Bugs and beetles feature in this week’s Nature Watch walk with photographer Ray Roberts.....

I couldn’t help but notice lots of white ‘cuckoo spit’ on the stems of vegetation on the hedges around the village. These blobs of what looks just like spit, are caused by the tiny bright green nymphs of the common spittlebug that excrete this frothy liquid to surround themselves and so prevent their bodies, about 5mm long, from drying out.

There are lots of Welsh poppies - Meconopsis cambrica - out in bloom in and around the parish, these long slender stemmed flowers seem to pop up anywhere nowadays. When they first bloom, they are a deep yellow, almost orange in colour but the four tissue-thin petals soon fade to pale lemon. They are native to Wales as the name suggests but now grow all over south-west England and Ireland and the first flower described by Linnaeus, the 18th century botanist gave it the Latin name Cambrica – of Wales.

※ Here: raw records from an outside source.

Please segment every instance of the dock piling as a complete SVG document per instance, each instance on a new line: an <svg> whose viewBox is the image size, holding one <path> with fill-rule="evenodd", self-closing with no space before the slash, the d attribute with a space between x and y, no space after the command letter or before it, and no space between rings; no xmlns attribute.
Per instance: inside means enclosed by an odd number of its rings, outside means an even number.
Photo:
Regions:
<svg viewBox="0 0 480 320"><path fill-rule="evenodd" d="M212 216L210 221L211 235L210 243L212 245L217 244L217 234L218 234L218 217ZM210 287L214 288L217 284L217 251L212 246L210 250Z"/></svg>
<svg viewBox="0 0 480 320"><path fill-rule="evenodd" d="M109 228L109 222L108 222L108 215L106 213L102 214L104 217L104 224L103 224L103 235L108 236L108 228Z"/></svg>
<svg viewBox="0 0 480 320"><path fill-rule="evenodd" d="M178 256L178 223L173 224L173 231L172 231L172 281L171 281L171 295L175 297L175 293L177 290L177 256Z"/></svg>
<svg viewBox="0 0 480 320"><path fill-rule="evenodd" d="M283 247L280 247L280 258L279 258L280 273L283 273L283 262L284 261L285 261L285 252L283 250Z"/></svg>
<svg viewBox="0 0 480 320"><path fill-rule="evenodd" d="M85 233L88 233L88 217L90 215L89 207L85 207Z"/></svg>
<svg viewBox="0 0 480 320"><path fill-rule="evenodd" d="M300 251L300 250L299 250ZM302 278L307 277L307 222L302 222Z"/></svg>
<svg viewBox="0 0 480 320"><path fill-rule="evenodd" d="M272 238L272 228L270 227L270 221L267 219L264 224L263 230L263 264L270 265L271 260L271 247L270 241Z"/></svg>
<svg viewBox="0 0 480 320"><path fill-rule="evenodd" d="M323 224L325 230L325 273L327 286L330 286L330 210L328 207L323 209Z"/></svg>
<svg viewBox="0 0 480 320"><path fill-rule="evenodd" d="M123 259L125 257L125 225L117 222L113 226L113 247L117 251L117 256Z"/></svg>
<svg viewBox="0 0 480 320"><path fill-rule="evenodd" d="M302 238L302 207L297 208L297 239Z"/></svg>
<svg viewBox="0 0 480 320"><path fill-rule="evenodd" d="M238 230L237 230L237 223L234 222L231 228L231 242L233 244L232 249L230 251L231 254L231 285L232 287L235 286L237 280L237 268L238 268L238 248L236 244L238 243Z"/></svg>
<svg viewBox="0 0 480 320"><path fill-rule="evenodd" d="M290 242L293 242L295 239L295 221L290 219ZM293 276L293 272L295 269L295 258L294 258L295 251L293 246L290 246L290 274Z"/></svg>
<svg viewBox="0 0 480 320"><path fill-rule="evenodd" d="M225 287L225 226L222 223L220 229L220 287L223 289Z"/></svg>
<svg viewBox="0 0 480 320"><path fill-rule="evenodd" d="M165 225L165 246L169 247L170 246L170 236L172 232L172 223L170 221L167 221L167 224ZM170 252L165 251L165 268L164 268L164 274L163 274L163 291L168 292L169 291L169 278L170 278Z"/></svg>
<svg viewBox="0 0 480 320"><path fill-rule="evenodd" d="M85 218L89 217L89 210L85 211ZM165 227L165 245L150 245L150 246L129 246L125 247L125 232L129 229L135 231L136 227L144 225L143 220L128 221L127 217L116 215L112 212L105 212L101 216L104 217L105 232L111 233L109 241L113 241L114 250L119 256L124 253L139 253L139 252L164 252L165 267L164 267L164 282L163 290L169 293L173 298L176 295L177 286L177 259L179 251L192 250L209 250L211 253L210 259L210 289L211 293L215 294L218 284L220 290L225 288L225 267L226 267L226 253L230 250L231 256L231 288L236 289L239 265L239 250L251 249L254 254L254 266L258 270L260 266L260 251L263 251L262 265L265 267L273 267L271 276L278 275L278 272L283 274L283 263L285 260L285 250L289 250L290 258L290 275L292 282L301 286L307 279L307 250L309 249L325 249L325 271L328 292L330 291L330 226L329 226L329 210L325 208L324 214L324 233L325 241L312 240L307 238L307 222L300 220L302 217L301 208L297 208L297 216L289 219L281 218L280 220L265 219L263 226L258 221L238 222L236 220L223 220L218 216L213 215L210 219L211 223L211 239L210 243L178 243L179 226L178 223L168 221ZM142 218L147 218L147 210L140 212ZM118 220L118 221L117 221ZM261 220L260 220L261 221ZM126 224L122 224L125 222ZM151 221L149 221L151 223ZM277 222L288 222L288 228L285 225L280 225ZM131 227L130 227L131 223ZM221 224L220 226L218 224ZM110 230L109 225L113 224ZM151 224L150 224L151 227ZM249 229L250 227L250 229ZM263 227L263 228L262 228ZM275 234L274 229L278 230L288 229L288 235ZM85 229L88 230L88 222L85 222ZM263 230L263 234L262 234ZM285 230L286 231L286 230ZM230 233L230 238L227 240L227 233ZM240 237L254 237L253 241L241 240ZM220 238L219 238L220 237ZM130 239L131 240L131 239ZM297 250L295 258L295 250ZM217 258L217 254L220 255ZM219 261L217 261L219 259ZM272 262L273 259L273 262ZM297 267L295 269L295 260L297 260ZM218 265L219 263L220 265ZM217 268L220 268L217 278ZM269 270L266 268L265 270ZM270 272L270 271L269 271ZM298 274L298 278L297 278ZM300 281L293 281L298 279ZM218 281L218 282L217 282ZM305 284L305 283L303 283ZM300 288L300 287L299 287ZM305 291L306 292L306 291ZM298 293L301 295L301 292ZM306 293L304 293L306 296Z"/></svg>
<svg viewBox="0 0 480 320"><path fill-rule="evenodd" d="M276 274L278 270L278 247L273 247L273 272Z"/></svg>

Among all the thousands and thousands of red campions – Silene dioica – that are out in bloom, I came across a rather weather-beaten white campion – Silene alba – plant with several flowers, on one of the hedgerows. This plant favours the same hedges, grassy banks and disturbed ground as its red cousin, but I don’t see many of them.

On one of our sunnier days, I spotted several tiny grasshoppers sun bathing on the leafy hedge. They were quite small, probably around 10mm in body length and try as I might, I cannot identify them but they were probably common field grasshoppers.

One beetle that I can put a name to is the oedemera nobilis that is easily recognised by its metallic green colouring and swollen ‘thighs’ on its back legs. With a body length of some 12mm, this beetle feeds on pollen and visits a wide range of flowers particularly yellow ones.

A delicate white flower that I have in previous years seen in abundance, is the beautiful wood anemone – Anemone nemorosa – but so far this year I have only found a couple of weather-beaten blooms. This is another plant that needs plenty of sun for the blooms to open up widely but if the weather becomes cloudy or when evening approaches, the flowers will close and droop.